I haven’t been sitting in front of the TV EVERY evening for these two weeks. We had theater tickets last night, for example, and I’ve also been around to help with homework (pretty bad form to blow the kids off so I can watch ice dancing) and gave a speech in Ann Arbor last Saturday. But other than that, with the TIVO in hand, I’ve been glued to the set. Why?
It helps that the Olympics are in Canada, undoubtedly my favorite country I don’t live in. Seeing all those maple leafs everywhere warms my heart, and I’ll cheer for a Canadian in just about every winter sport except short track speed skating. I feel bad that the national movement to “Own The Podium” has resulted in Canada landing in fourth in the medal total, but really, that whole quest for domination seems so American that it’s a good thing it imploded. (Maybe American covert agents were behind it all along.)
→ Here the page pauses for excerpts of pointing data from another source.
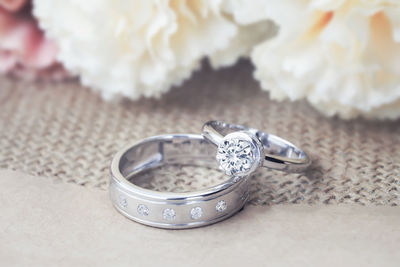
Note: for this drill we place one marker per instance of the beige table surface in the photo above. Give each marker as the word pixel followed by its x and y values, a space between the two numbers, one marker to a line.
pixel 47 224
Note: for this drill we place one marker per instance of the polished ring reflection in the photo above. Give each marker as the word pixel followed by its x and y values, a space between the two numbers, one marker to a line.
pixel 241 150
pixel 167 209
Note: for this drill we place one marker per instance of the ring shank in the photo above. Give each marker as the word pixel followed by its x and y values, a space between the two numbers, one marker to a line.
pixel 131 162
pixel 279 153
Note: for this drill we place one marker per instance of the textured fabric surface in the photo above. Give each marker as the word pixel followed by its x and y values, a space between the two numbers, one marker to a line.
pixel 68 132
pixel 46 224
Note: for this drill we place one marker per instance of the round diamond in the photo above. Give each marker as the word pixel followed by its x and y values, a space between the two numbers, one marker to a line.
pixel 123 202
pixel 236 156
pixel 221 206
pixel 169 214
pixel 143 210
pixel 196 213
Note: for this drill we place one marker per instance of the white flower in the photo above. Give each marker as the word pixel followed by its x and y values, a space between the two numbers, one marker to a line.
pixel 140 47
pixel 343 56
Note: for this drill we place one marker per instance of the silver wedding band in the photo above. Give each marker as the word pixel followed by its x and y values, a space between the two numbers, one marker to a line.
pixel 236 149
pixel 166 209
pixel 266 150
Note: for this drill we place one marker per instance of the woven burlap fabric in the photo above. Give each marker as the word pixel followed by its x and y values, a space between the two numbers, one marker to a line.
pixel 69 133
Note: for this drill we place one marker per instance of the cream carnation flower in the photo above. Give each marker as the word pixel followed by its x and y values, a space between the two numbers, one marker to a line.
pixel 140 47
pixel 342 56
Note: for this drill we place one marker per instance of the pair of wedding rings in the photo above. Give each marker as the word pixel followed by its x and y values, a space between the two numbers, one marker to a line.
pixel 235 149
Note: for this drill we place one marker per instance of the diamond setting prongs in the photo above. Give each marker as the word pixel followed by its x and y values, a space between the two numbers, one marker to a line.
pixel 196 213
pixel 221 206
pixel 239 154
pixel 143 210
pixel 169 214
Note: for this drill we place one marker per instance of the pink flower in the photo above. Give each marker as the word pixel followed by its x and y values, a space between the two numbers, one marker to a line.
pixel 24 50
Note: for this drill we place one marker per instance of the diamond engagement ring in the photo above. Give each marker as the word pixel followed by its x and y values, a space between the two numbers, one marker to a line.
pixel 241 150
pixel 167 209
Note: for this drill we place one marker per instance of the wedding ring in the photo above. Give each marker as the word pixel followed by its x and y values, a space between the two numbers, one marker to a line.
pixel 167 209
pixel 241 150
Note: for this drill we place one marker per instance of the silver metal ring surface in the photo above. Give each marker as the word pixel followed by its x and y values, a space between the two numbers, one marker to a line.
pixel 241 149
pixel 166 209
Also, I don’t know why this is, but I think everyone who is out competing in winter sports at any level just generally LOOKS good. Maybe it’s the lack of sweat, plus the lycra body suits that cover up the overstrained muscles enough so the athletes don’t look like lab experiments.
Hockey isn’t my sport, but I learned more watching the US-Canada and Canada-Russia games than I have in all my life. The speed, the set-ups, the passing, the lack of cheap hits and fighting–all were beautiful things to behold. While this won’t turn me into a rabid rink rat, it will at least make hockey fans more intelligible, if not tolerable. And the pictures of the Canadian Women’s Team drinking beer and smoking cigars after winning the gold medal are the coolest pics I’ve seen in a long time. Olympic officials can go lick a flagpole if they don’t like them.
Bobsled? I still don’t get bobsled. The vehicles they were pushing down the track looked like NHRA funny cars or something. The pusher in the back doesn’t even get to watch where the rig is going. Where’s the satisfaction in that? Luge and skeleton were a little more entertaining, but here are two ideas for consideration:
Just attach runners to an athlete’s jumpsuit and let er go. Talk about a need for control.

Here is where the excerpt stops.